De: Carlos Ruben - "O país traidor"
Caro António Alves
A propósito do seu "país torto", a que não tive oportunidade de responder, saiba que para mim o conceito de nacionalidade portuguesa é algo distante e difuso. Fui-o perdendo enquanto observava o que se ia passando à minha volta. Digamos que foi um caso de desencanto, de desamor, de perda de fé. Sobra-me a forte identificação com a língua portuguesa, mas essa, felizmente, emancipou-se, é transnacional.
Sei, por conversas que vou mantendo um pouco por todo o norte, que este é um sentimento cada vez mais comum.
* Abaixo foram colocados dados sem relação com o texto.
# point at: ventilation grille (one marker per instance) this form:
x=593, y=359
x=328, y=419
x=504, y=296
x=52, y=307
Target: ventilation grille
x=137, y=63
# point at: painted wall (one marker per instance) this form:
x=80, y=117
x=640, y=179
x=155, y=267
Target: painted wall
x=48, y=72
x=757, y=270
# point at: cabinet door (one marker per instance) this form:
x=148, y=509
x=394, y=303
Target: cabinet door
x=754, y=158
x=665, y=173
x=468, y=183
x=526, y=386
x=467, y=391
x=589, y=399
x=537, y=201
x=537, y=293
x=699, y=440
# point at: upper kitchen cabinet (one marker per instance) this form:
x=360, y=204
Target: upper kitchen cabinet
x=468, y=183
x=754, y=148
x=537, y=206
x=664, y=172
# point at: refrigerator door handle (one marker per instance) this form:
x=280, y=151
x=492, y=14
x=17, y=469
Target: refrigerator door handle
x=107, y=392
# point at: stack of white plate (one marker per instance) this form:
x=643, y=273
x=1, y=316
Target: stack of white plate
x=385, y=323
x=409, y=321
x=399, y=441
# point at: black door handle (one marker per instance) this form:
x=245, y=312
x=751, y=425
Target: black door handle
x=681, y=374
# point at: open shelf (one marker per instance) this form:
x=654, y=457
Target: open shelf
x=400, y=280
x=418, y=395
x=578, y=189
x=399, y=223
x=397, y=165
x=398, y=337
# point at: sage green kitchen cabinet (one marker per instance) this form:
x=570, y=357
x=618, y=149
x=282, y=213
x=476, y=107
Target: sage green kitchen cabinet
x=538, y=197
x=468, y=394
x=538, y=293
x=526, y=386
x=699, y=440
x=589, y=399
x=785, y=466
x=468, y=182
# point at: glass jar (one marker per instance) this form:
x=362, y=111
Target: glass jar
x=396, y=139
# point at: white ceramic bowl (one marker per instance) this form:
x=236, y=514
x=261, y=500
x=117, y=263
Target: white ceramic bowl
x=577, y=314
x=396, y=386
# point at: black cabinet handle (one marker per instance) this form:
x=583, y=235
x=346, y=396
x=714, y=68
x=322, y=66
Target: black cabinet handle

Fale-se com as gentes que ainda estão no interior transmontano e reflicta-se no que dizem quando se lhes põe a questão da nacionalidade. É por aí que Portugal está a desaparecer, pela raia, pelo interior empobrecido e desertificado. Dantes eram as aldeias, agora já são as cidades a ficar sem gente.
Parece que só em Lisboa não sabem disto, embriagados que estão com o exercício do poder. Nem lhes interessa. O Portugal contemporâneo não passa de uma área de negócio à beira Tejo, que o ministro Pinho ilustrou muito bem com aquela ideia da West Coast e do Allgarve. É o Portugal deles, o que vai comprar sapatos a Itália, "o país traidor", como lhe chama alguém que conheço.
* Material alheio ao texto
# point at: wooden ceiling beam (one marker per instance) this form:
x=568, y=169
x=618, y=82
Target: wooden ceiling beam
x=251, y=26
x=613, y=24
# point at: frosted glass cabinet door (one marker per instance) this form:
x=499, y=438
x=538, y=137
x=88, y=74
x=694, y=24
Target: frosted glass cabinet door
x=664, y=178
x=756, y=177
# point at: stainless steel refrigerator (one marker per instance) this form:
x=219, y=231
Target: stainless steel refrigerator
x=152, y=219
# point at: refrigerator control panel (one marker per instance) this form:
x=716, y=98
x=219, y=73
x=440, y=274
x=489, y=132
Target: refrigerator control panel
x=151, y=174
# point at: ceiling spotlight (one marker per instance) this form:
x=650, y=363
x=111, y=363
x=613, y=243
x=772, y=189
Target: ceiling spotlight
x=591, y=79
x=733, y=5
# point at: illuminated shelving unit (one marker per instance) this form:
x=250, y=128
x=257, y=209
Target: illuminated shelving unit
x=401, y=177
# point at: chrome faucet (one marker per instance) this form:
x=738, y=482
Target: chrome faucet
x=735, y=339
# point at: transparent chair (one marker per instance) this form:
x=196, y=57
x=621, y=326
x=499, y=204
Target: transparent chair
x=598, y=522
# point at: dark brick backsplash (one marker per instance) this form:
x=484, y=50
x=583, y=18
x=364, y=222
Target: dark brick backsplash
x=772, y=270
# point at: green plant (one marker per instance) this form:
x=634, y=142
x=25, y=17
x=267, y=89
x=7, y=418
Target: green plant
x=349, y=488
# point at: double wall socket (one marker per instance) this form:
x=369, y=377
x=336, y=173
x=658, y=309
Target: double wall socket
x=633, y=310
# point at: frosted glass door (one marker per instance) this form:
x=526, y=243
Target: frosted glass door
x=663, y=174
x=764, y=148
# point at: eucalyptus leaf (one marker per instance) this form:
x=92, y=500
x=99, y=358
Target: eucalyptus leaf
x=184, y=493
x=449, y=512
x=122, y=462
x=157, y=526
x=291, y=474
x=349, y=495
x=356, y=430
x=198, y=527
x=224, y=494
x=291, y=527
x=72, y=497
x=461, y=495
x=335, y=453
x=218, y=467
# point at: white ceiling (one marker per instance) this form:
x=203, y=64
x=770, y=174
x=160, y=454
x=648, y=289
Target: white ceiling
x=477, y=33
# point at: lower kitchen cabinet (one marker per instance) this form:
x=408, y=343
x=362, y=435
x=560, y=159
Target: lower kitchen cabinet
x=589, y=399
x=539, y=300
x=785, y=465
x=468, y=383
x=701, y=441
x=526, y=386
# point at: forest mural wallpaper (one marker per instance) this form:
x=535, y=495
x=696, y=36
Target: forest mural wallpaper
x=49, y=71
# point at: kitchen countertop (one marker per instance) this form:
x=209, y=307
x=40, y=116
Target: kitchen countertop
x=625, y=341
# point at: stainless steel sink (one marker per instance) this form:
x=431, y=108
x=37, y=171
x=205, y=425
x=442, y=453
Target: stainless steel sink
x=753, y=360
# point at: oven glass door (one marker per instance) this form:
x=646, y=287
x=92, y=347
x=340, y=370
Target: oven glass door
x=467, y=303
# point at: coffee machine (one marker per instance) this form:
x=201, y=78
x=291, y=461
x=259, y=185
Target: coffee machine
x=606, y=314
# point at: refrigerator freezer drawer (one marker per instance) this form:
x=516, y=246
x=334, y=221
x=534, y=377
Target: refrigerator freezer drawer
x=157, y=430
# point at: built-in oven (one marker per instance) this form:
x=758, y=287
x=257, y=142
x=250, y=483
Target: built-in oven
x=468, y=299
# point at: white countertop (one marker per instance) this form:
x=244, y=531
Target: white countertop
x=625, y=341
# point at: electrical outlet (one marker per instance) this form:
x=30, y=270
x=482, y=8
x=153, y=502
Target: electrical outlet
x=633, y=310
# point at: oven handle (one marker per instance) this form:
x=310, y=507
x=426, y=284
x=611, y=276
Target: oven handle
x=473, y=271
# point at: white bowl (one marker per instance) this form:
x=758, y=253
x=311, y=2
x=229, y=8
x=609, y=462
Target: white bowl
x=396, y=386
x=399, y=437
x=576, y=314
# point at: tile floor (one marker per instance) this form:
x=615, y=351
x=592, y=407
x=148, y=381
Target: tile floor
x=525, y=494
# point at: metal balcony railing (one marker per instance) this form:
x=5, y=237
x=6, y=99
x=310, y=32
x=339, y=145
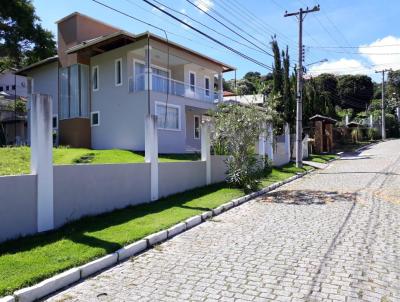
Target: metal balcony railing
x=174, y=87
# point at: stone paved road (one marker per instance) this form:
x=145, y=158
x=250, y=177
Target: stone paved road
x=331, y=236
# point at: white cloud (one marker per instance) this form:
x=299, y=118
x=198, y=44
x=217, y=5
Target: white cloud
x=204, y=5
x=342, y=66
x=381, y=56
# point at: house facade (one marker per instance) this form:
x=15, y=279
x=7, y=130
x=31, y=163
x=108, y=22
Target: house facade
x=105, y=81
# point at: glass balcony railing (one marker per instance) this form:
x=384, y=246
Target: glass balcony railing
x=166, y=85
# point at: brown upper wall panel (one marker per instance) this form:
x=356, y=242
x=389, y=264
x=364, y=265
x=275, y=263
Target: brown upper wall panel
x=75, y=29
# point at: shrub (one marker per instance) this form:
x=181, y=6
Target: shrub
x=372, y=134
x=236, y=131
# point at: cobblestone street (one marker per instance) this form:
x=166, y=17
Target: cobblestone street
x=333, y=235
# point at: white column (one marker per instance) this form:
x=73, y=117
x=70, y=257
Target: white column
x=205, y=149
x=270, y=143
x=147, y=69
x=42, y=158
x=220, y=87
x=287, y=140
x=305, y=146
x=261, y=145
x=151, y=153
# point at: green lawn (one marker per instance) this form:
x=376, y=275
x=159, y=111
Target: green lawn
x=350, y=146
x=321, y=158
x=16, y=160
x=29, y=260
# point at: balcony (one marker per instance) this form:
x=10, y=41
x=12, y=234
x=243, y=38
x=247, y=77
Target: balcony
x=166, y=85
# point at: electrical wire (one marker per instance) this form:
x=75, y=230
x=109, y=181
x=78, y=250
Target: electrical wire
x=210, y=37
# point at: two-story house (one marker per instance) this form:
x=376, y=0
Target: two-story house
x=105, y=81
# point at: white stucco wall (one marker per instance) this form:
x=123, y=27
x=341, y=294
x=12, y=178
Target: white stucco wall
x=9, y=79
x=122, y=113
x=45, y=80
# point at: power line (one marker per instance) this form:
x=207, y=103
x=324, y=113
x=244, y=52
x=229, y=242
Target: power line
x=299, y=106
x=235, y=32
x=210, y=37
x=254, y=19
x=206, y=26
x=368, y=46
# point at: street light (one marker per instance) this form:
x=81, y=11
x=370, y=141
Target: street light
x=321, y=61
x=317, y=62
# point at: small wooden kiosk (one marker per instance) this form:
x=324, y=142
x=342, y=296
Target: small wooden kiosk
x=323, y=133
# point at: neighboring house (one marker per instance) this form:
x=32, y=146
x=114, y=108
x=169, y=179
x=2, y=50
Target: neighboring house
x=255, y=99
x=102, y=89
x=13, y=84
x=13, y=125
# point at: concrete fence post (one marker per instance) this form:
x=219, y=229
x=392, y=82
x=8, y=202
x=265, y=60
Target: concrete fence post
x=305, y=146
x=270, y=143
x=261, y=146
x=205, y=149
x=42, y=158
x=287, y=141
x=151, y=153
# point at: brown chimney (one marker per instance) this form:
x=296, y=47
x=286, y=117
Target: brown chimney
x=74, y=29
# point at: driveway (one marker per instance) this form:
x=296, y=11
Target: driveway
x=333, y=235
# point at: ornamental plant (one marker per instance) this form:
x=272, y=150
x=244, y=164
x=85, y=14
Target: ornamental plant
x=237, y=128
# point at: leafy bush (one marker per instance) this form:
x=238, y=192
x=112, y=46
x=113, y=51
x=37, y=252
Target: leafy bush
x=356, y=135
x=236, y=131
x=372, y=134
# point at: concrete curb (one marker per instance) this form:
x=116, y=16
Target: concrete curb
x=73, y=275
x=132, y=249
x=193, y=221
x=366, y=146
x=157, y=237
x=48, y=286
x=176, y=229
x=98, y=265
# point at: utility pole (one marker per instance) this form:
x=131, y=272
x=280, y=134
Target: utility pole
x=299, y=98
x=383, y=101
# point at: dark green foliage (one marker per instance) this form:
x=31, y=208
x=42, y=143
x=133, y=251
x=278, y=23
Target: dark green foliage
x=355, y=91
x=22, y=39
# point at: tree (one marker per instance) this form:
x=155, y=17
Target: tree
x=355, y=91
x=22, y=39
x=277, y=69
x=237, y=128
x=288, y=96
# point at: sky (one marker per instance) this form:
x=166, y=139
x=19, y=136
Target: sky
x=355, y=37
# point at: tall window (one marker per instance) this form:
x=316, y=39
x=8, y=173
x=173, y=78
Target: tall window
x=74, y=91
x=168, y=116
x=118, y=72
x=139, y=76
x=192, y=81
x=95, y=78
x=207, y=86
x=196, y=127
x=95, y=118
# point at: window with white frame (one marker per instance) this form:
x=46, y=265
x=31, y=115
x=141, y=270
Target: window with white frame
x=95, y=118
x=55, y=122
x=168, y=116
x=118, y=72
x=95, y=78
x=196, y=127
x=192, y=80
x=207, y=86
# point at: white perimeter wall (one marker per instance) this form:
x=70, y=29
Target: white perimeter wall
x=86, y=190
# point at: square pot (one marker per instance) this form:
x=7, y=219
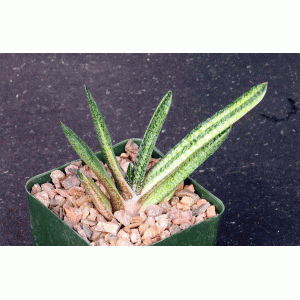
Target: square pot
x=49, y=230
Para cá da CREL somos paisagem, uma reserva de indígenas a quem se cobram impostos e se devolvem umas migalhas (para não irmos todos ao mesmo tempo desaguar na capital). Para completar o cenário, sem eufemismos, não há um sistema de justiça, não há um sistema de saúde nem um de educação a funcionarem com um mínimo de decência, mas houve trinta anos e dinheiro a jorros para o fazer.
Nos crimes de colarinho branco grassa a impunidade. O regime está podre, corrupto, sem credibilidade junto da população. Creio que é preciso dizer isto, alto e bom som, antes de enveredar pela solução extrema – do separatismo - que propõe e que, devo dizer-lhe, não me é antipática, mas que acho do domínio da utopia.